Discussing the problem with Philippine Foreign Secretary Alan Peter Cayetano recently, Duterte said: "My advice is, we talk to them, state the truth and just tell them that it's not acceptable anymore. Either we impose a total ban or we can have this corrected."

More than 250,000 Filipinos work in the Arab nation. The Philippines is a major labor exporter with about a tenth of more than 100 million Filipinos working abroad. The earnings they send home have bolstered the Philippine economy for decades.

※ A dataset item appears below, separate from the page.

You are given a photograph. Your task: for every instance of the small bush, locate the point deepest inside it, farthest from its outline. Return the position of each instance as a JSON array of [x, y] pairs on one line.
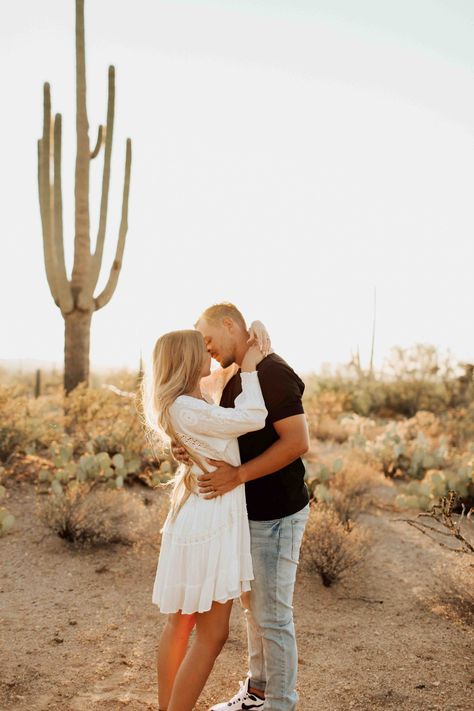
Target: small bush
[[345, 484], [332, 548], [7, 520], [85, 516], [456, 596]]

Workers endure the threat of abuses, including rape, in some countries to be able to send money home and keep their children in school. But with their parents working abroad, some children end up being sexually abused or become drug addicts, Duterte said, explaining his anger over drug dealers.

Thousands of mostly poor suspects have been killed in Duterte's brutal crackdown on illegal drugs since he took power in 2016, alarming Western governments and human rights groups.

Duterte has denied he condones extrajudicial killings, although he has openly threatened drug dealers with death for years.

He credits his harsh approach to crime for the improvement in law and order in southern Davao city, where he served as mayor for more than two decades before becoming president.

He said about 600 criminals were killed during his time as mayor, but added "It was all legit."

"I never ordered the killing of anybody kneeling in front of me," he said. "You have to kill to make your city peaceful."